= Bâtiment 7 (Évry) =

Housing project in Évry, home of many French rappers

Bâtiment 7 or simply bât 7 (BAT 7) also known as 7binks (Seven Binks) is a housing project in Évry, Essonne, Île-de-France about 30 km south of Paris. Built on a locale known as La Dalle du Parc aux Lièvres, the building complex is recognized as an iconic one and is famous for being home to a number of French rappers, including Koba Lad, Bolémvn, Shotas, Keusty, Kodes, 2zé, Kaflo, Keusty and Chicaille Argenté and some others. A mural wall of many of the artists was drawn as a tribute. The label Seven Binks refers to the building. The debut album of the label is BAT7 and released on 23 July 2021. A number of French rap releases also refer to the project.

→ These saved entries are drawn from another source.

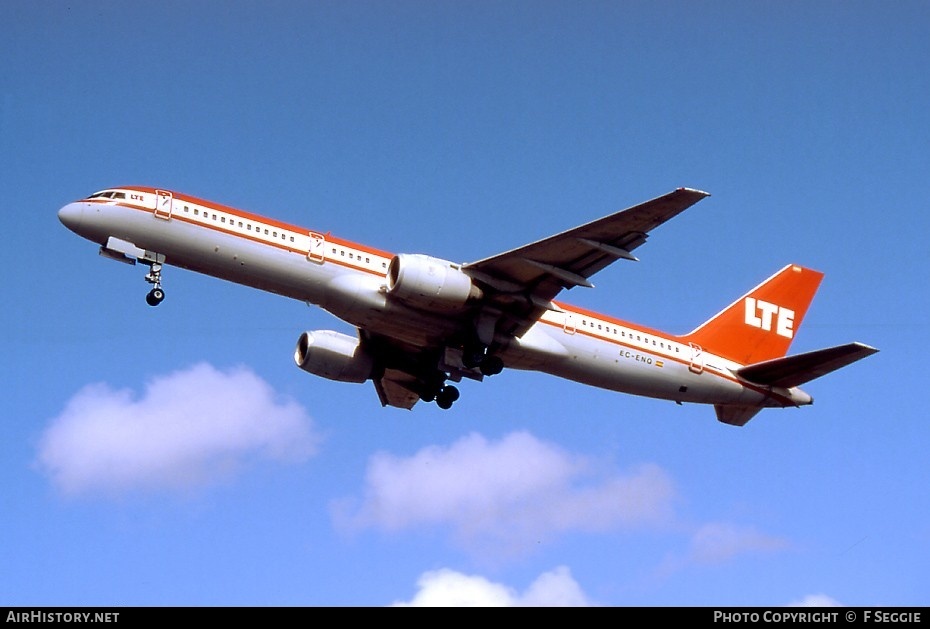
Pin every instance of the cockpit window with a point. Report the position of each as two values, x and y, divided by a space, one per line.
108 194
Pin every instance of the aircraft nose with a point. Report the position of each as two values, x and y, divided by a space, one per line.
71 215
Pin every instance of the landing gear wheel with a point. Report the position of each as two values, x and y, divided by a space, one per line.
446 397
491 365
155 297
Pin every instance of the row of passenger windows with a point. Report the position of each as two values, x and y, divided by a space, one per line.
244 225
270 232
622 333
355 256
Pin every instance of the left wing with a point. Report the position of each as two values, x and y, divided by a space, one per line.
526 279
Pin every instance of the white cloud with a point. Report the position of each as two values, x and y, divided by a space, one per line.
719 542
447 588
515 491
188 429
816 600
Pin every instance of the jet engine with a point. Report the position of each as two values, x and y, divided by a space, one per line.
429 283
333 355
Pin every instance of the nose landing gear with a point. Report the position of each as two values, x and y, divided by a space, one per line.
156 295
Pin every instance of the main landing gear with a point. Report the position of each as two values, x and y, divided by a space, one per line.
445 395
156 295
487 364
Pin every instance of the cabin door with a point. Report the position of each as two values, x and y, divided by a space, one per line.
317 252
697 358
164 201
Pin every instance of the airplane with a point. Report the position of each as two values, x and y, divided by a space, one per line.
423 323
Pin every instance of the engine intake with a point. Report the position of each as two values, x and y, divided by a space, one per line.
430 283
333 355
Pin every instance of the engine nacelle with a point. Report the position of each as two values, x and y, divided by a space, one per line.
333 355
430 283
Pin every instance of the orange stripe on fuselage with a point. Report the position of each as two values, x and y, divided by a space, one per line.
250 217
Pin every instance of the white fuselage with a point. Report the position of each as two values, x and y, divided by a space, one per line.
348 280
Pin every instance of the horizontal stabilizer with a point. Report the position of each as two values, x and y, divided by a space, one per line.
793 371
735 415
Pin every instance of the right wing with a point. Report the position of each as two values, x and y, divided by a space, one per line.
524 281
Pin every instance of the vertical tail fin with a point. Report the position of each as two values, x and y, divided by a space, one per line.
761 324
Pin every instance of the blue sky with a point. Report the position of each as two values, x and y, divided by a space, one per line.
176 456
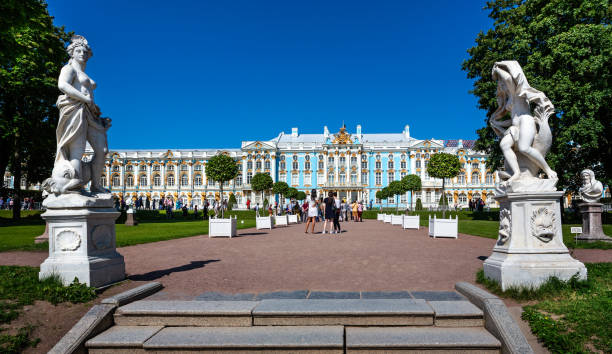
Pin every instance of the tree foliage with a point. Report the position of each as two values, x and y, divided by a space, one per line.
31 56
221 168
565 50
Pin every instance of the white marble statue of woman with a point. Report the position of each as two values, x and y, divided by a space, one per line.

Le Bâtiment 7 and La Dalle are scheduled to be taken down and other projects rebuilt in their place for 1800 new lodgings. This will revitalize the area with reopening of many businesses that closed under the present conditions. Mayor of Évry-Courcouronnes Stéphane Beaudet has approved the destruction and replacement by a new project, despite a campaign to spare the building and instead making much needed renovations.

Nico le Colombien, a journalist at Booska-P prepared a documentary on the channel StreetPress about the building and met many of its artists. The 2020 documentary was directed by Matthieu Bidan and Cléo Bertet. Bidan was concerned about its fate saying: "This is crazy, because this building is a super remarkable location for the French rap nowadays" and wanted to keep a record of what the building represents. On one of the walls of Seven Binks, is written: "Le Parc aux Lièvres, Plus Qu'un Quartier, Une Fraternité" (Parc aux Lièvres. more than just a quarter, a brotherhood).

On 23 July 2021, the collective Seven Binks released an album titled Bat 7 about the housing project. It had been preceded by an EP of songs by Seven Binks called 7 Binks released in December 2020. The album has charted on the French Albums Chart.